Background: Cardiac MRI is central to the evaluation of cardiac amyloidosis (CA). Native T 1 mapping and extracellular volume (ECV) are novel MR techniques with evolving utility in cardiovascular diseases, including CA.
Purpose: To perform a meta-analysis of the diagnostic and prognostic data of native T 1 mapping and ECV techniques for assessing CA.
Study Type: Systematic review and meta-analysis.
Population: In all, 3520 patients including 1539 with CA from 22 studies retrieved following systematic search of Pubmed, Cochrane, and Embase.
Field Strength/sequence: 1.5T or 3.0T/modified Look-Locker inversion recovery (MOLLI) or shortened MOLLI (shMOLLI) sequences.
Assessment: Meta-analysis was performed for all CA and for light-chain (AL) and transthyretin (ATTR) subtypes. Thresholds were calculated to classify native T 1 and ECV values as not suggestive, indeterminate, or suggestive of CA.
Statistical Analysis: Area under the receiver-operating characteristic curves (AUCs) and hazards ratios (HRs) with 95% confidence intervals (95% CI) were pooled using random-effects models and Open-Meta(Analyst) software.
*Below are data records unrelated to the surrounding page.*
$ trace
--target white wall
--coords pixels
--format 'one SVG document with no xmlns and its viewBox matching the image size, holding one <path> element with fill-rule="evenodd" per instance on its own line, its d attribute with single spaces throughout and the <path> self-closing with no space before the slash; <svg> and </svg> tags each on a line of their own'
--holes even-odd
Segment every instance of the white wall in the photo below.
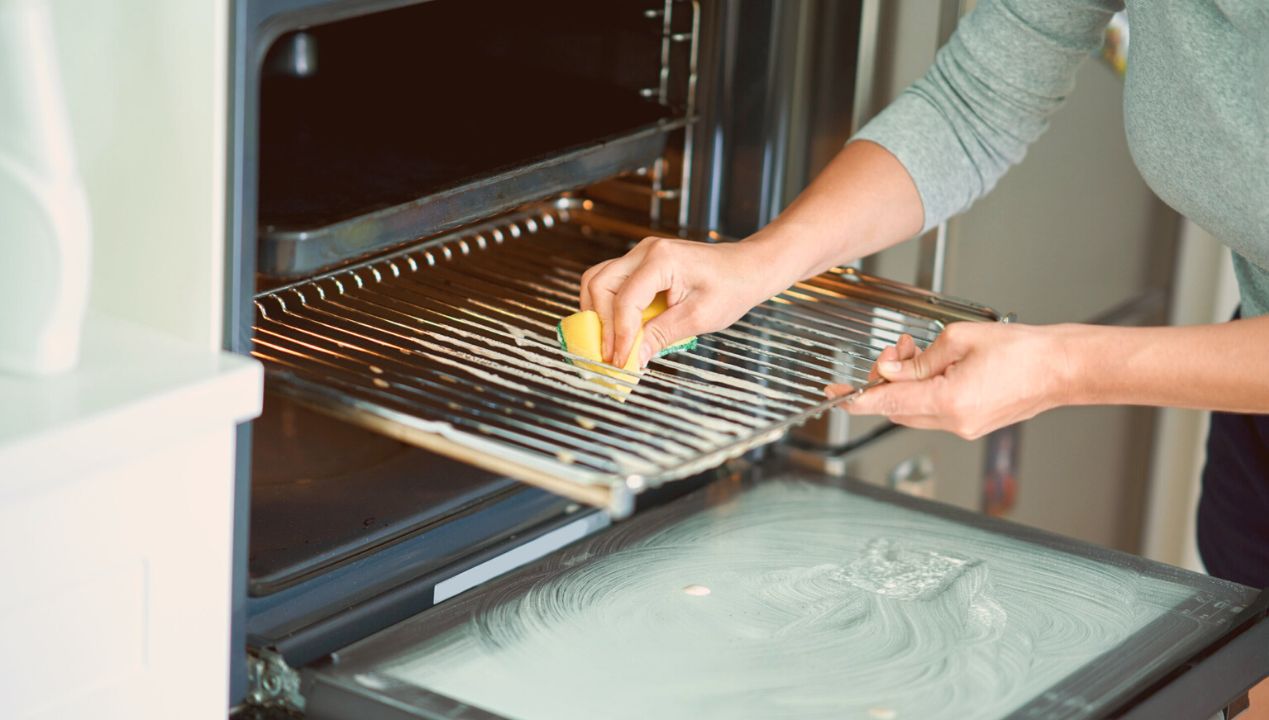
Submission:
<svg viewBox="0 0 1269 720">
<path fill-rule="evenodd" d="M 221 345 L 228 0 L 50 0 L 92 213 L 89 306 Z"/>
</svg>

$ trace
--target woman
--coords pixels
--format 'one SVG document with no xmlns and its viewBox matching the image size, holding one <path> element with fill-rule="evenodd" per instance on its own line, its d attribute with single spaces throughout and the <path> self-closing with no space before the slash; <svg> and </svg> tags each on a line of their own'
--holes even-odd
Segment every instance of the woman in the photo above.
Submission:
<svg viewBox="0 0 1269 720">
<path fill-rule="evenodd" d="M 1070 91 L 1119 0 L 981 0 L 926 76 L 780 217 L 735 244 L 647 238 L 591 268 L 581 304 L 627 357 L 723 328 L 793 282 L 882 250 L 988 192 Z M 954 325 L 888 348 L 845 406 L 976 438 L 1062 405 L 1216 412 L 1199 508 L 1209 572 L 1269 586 L 1269 0 L 1129 0 L 1129 146 L 1167 203 L 1234 251 L 1241 319 L 1180 328 Z M 1078 210 L 1073 208 L 1073 210 Z M 850 388 L 830 386 L 832 396 Z"/>
</svg>

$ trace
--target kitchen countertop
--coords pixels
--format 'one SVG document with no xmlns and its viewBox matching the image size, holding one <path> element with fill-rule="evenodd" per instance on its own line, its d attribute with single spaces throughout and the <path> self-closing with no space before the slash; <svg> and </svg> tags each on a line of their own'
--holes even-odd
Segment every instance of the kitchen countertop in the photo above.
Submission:
<svg viewBox="0 0 1269 720">
<path fill-rule="evenodd" d="M 0 375 L 0 494 L 260 412 L 263 374 L 251 358 L 99 313 L 85 321 L 82 348 L 64 375 Z"/>
</svg>

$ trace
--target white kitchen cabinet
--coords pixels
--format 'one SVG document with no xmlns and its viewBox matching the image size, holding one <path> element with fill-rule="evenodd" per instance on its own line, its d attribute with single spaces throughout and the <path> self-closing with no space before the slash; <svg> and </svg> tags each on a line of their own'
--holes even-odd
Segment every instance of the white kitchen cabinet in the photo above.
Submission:
<svg viewBox="0 0 1269 720">
<path fill-rule="evenodd" d="M 81 366 L 0 377 L 7 718 L 224 717 L 248 358 L 91 315 Z"/>
</svg>

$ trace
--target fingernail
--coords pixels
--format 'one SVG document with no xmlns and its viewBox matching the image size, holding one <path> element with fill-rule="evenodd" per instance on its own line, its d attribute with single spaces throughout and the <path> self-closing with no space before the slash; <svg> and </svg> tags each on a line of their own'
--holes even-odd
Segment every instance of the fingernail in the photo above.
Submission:
<svg viewBox="0 0 1269 720">
<path fill-rule="evenodd" d="M 903 369 L 903 363 L 894 360 L 887 360 L 881 363 L 881 372 L 894 375 Z"/>
<path fill-rule="evenodd" d="M 639 348 L 639 368 L 643 369 L 648 366 L 648 362 L 652 360 L 652 347 L 647 343 Z"/>
</svg>

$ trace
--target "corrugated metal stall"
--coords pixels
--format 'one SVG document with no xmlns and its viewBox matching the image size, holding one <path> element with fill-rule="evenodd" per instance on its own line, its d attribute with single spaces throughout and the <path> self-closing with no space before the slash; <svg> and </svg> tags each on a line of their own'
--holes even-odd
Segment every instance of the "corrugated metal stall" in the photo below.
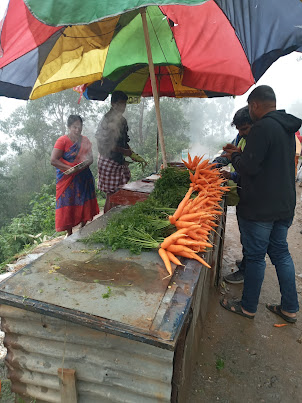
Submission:
<svg viewBox="0 0 302 403">
<path fill-rule="evenodd" d="M 13 390 L 60 402 L 58 368 L 76 369 L 79 402 L 170 401 L 173 351 L 2 305 Z"/>
<path fill-rule="evenodd" d="M 213 268 L 190 260 L 172 278 L 155 252 L 87 248 L 81 238 L 107 219 L 0 284 L 6 365 L 25 401 L 66 403 L 62 368 L 75 371 L 76 397 L 68 401 L 185 401 L 207 292 L 219 275 L 224 219 L 206 254 Z"/>
</svg>

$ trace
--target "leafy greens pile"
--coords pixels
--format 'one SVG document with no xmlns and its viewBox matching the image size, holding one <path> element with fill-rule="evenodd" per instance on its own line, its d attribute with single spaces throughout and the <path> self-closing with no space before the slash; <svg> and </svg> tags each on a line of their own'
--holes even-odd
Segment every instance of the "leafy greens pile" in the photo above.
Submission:
<svg viewBox="0 0 302 403">
<path fill-rule="evenodd" d="M 94 232 L 84 242 L 102 243 L 112 250 L 129 249 L 135 254 L 149 249 L 148 243 L 156 245 L 173 232 L 167 216 L 174 213 L 189 186 L 188 170 L 162 170 L 146 201 L 114 214 L 105 229 Z"/>
<path fill-rule="evenodd" d="M 162 206 L 176 209 L 187 193 L 190 183 L 187 169 L 168 167 L 161 171 L 161 177 L 155 182 L 151 198 Z"/>
</svg>

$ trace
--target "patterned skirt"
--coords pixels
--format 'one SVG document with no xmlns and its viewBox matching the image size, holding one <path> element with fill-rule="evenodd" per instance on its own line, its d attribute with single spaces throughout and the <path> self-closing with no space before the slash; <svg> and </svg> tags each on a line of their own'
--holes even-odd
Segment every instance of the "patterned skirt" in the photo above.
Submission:
<svg viewBox="0 0 302 403">
<path fill-rule="evenodd" d="M 128 165 L 119 165 L 101 155 L 98 159 L 98 172 L 98 188 L 105 193 L 115 192 L 120 186 L 128 183 L 131 178 Z"/>
</svg>

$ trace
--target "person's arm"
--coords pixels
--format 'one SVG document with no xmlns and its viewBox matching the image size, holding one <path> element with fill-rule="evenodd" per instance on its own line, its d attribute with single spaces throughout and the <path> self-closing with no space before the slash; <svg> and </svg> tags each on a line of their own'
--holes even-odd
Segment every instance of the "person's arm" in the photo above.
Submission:
<svg viewBox="0 0 302 403">
<path fill-rule="evenodd" d="M 269 137 L 265 127 L 255 125 L 247 136 L 243 152 L 233 152 L 231 160 L 239 174 L 250 176 L 261 172 L 263 161 L 269 149 Z"/>
<path fill-rule="evenodd" d="M 213 160 L 213 164 L 216 164 L 216 168 L 222 168 L 225 167 L 226 165 L 228 165 L 230 163 L 230 161 L 228 160 L 228 158 L 225 156 L 225 151 L 223 153 L 220 154 L 219 157 L 216 157 Z"/>
<path fill-rule="evenodd" d="M 60 159 L 63 157 L 64 151 L 59 150 L 58 148 L 54 148 L 51 153 L 50 163 L 54 167 L 60 169 L 61 171 L 65 172 L 67 169 L 70 168 L 70 165 L 65 164 Z"/>
<path fill-rule="evenodd" d="M 235 182 L 235 183 L 238 183 L 238 180 L 239 180 L 239 175 L 238 175 L 238 172 L 230 172 L 230 179 L 233 181 L 233 182 Z"/>
<path fill-rule="evenodd" d="M 238 137 L 238 136 L 237 136 Z M 237 145 L 238 141 L 237 141 L 237 137 L 235 137 L 233 139 L 233 141 L 231 142 L 231 144 Z M 213 164 L 216 164 L 216 168 L 222 168 L 225 167 L 226 165 L 229 165 L 230 160 L 228 159 L 228 157 L 226 156 L 226 152 L 223 151 L 218 157 L 216 157 L 213 161 Z"/>
</svg>

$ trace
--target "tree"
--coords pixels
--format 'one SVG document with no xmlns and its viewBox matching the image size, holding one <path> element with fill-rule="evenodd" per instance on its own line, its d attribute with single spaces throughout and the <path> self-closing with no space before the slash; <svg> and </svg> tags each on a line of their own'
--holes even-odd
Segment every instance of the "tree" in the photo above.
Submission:
<svg viewBox="0 0 302 403">
<path fill-rule="evenodd" d="M 0 227 L 4 225 L 9 217 L 12 217 L 15 212 L 13 196 L 13 180 L 9 174 L 7 158 L 7 145 L 0 143 Z"/>
<path fill-rule="evenodd" d="M 181 151 L 189 145 L 187 135 L 188 121 L 185 118 L 182 102 L 179 99 L 161 98 L 160 110 L 168 161 L 180 161 Z M 129 105 L 127 119 L 131 148 L 141 154 L 149 163 L 146 172 L 154 172 L 157 149 L 157 120 L 152 99 L 144 103 L 144 121 L 140 135 L 141 110 L 138 105 Z M 159 149 L 159 161 L 161 163 Z"/>
</svg>

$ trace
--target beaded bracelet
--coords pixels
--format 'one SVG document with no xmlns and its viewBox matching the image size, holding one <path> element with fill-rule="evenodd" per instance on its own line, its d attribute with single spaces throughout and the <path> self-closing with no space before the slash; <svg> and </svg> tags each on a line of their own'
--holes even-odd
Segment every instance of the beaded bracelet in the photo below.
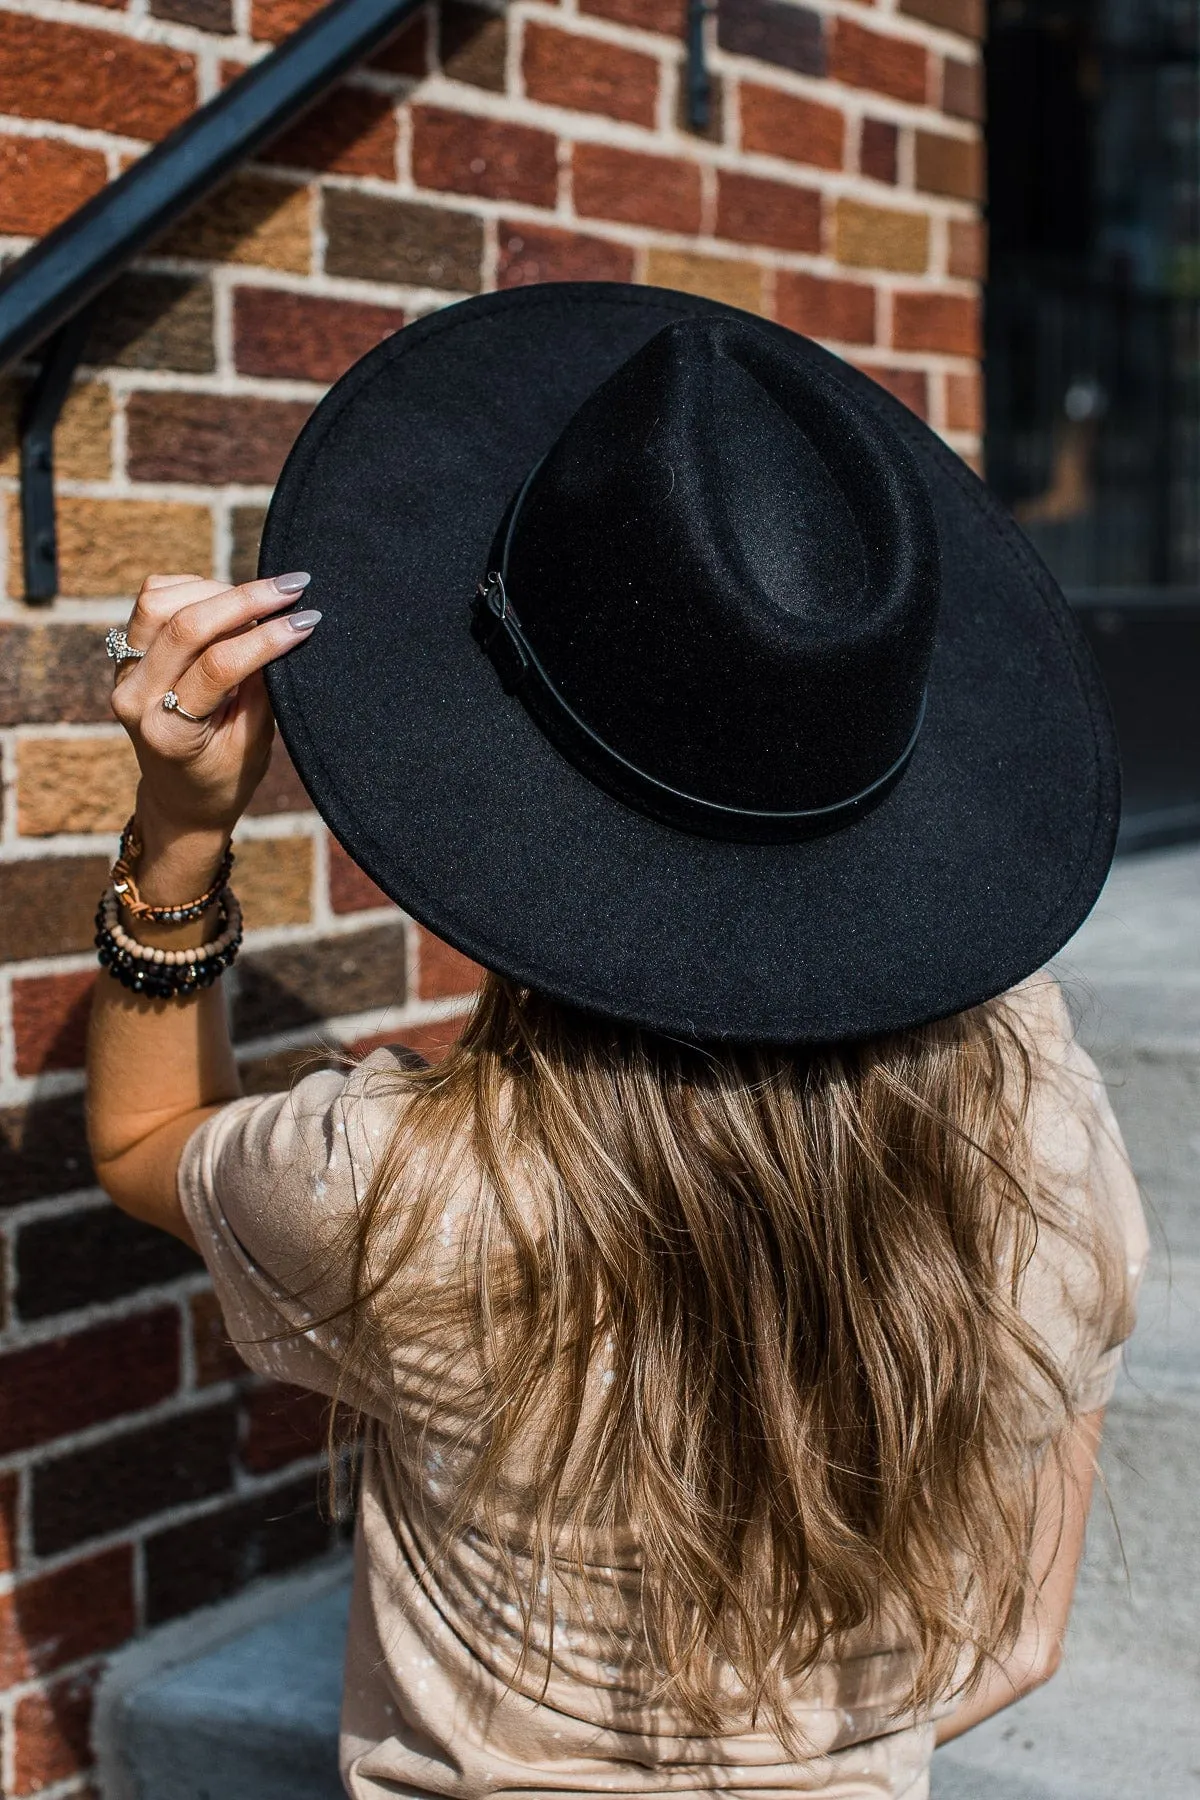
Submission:
<svg viewBox="0 0 1200 1800">
<path fill-rule="evenodd" d="M 220 894 L 218 935 L 191 950 L 162 950 L 140 944 L 121 924 L 122 896 L 105 888 L 96 911 L 96 952 L 114 981 L 135 994 L 170 1000 L 211 987 L 237 956 L 242 942 L 242 909 L 229 888 Z"/>
<path fill-rule="evenodd" d="M 206 893 L 201 894 L 198 900 L 184 900 L 174 906 L 152 906 L 148 900 L 142 899 L 138 893 L 137 882 L 133 878 L 133 865 L 141 854 L 142 844 L 137 834 L 137 815 L 134 814 L 126 821 L 125 829 L 121 833 L 117 860 L 109 872 L 109 880 L 130 918 L 146 919 L 154 925 L 185 925 L 193 919 L 202 919 L 213 901 L 228 886 L 229 877 L 233 871 L 233 845 L 230 844 L 221 858 L 220 867 L 213 878 L 211 887 Z"/>
</svg>

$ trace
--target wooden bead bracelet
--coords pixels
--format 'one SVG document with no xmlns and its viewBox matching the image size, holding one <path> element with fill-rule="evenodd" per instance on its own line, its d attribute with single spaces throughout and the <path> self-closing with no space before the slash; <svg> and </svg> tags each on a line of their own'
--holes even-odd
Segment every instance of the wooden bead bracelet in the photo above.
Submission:
<svg viewBox="0 0 1200 1800">
<path fill-rule="evenodd" d="M 225 973 L 241 947 L 242 909 L 236 894 L 227 887 L 217 900 L 218 935 L 190 950 L 164 950 L 140 944 L 121 924 L 123 904 L 124 896 L 115 884 L 105 888 L 96 911 L 96 952 L 101 967 L 136 994 L 169 1000 L 210 987 Z"/>
</svg>

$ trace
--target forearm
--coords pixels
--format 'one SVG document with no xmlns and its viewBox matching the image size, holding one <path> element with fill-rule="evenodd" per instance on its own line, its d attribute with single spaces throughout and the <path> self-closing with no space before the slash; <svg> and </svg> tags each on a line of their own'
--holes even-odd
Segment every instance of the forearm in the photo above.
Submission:
<svg viewBox="0 0 1200 1800">
<path fill-rule="evenodd" d="M 1042 1687 L 1056 1672 L 1060 1660 L 1057 1646 L 1045 1645 L 1037 1639 L 1023 1640 L 1004 1658 L 988 1669 L 979 1686 L 965 1700 L 938 1720 L 937 1743 L 948 1744 L 961 1737 L 973 1725 L 981 1725 L 1006 1706 L 1023 1700 L 1035 1688 Z"/>
<path fill-rule="evenodd" d="M 161 905 L 206 892 L 223 835 L 140 823 L 143 899 Z M 205 942 L 214 920 L 210 909 L 191 924 L 125 924 L 141 943 L 182 950 Z M 179 1150 L 207 1111 L 239 1092 L 220 982 L 153 1000 L 101 975 L 88 1040 L 88 1135 L 100 1181 L 118 1205 L 184 1235 L 174 1202 Z"/>
</svg>

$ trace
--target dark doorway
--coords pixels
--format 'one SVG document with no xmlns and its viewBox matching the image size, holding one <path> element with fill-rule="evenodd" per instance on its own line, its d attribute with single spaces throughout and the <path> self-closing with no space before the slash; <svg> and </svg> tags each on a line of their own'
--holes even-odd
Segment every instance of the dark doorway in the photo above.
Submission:
<svg viewBox="0 0 1200 1800">
<path fill-rule="evenodd" d="M 988 479 L 1079 609 L 1125 848 L 1200 836 L 1200 0 L 991 0 Z"/>
</svg>

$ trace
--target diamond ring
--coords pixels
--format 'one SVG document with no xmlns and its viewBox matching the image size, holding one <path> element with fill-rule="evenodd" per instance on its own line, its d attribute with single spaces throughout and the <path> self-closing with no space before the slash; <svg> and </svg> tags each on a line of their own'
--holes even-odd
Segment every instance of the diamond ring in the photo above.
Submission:
<svg viewBox="0 0 1200 1800">
<path fill-rule="evenodd" d="M 104 634 L 104 654 L 115 662 L 117 668 L 122 663 L 141 662 L 146 652 L 135 650 L 119 625 L 112 625 Z"/>
<path fill-rule="evenodd" d="M 162 709 L 164 712 L 178 713 L 181 719 L 190 719 L 193 725 L 203 725 L 206 719 L 212 717 L 211 713 L 190 713 L 186 706 L 180 706 L 179 695 L 174 688 L 168 688 L 163 695 Z"/>
</svg>

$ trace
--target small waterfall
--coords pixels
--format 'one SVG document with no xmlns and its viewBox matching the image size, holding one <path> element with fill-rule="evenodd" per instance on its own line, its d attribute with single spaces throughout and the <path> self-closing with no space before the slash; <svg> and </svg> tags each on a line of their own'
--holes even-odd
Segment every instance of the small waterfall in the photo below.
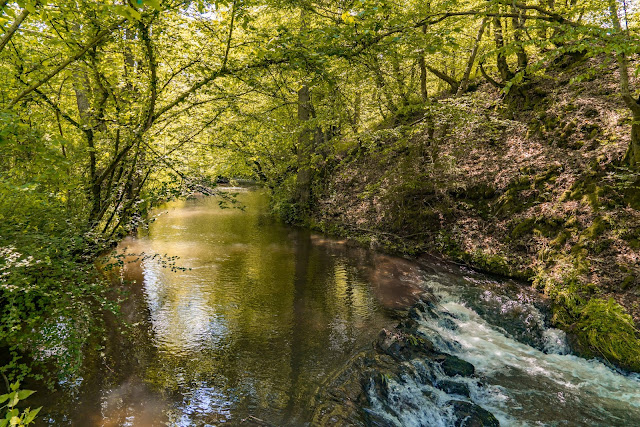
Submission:
<svg viewBox="0 0 640 427">
<path fill-rule="evenodd" d="M 491 425 L 488 417 L 477 424 L 486 412 L 503 426 L 640 425 L 638 375 L 572 355 L 566 334 L 521 291 L 449 279 L 425 277 L 438 302 L 409 312 L 412 333 L 474 374 L 447 372 L 433 355 L 403 361 L 395 375 L 367 385 L 367 424 Z"/>
</svg>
Results: Six studies were diagnostic, 16 studies reported T 1 and ECV values to determine reference range, and six were prognostic. Pooled AUCs (95% CI) for diagnosing CA were 0.92 (0.89-0.96) for native T 1 mapping and 0.96 (0.93-1.00) for ECV, with similarly high detection rates for AL- and ATTR-CA. Based on the pooled values of native T 1 and ECV in CA and control subjects, the thresholds that suggested the absence, indeterminate, or presence of CA were identified as <994 msec, 994-1073 msec, and >1073 msec, respectively, for native T 1 at 1.5T. Pooled HRs (95% CI) for predicting all-cause mortality were 1.15 (1.08-1.22) for native T 1 mapping as a continuous parameter, 1.19 (1.01-1.40) for ECV as a continuous parameter, and 4.93 (2.64-9.20) for ECV as a binary threshold.
Data Conclusion: Native T 1 mapping and ECV had high diagnostic performance and predicted all-cause mortality in CA.
Level of Evidence: 1 TECHNICAL EFFICACY STAGE: 2.
(© 2020 International Society for Magnetic Resonance in Medicine.)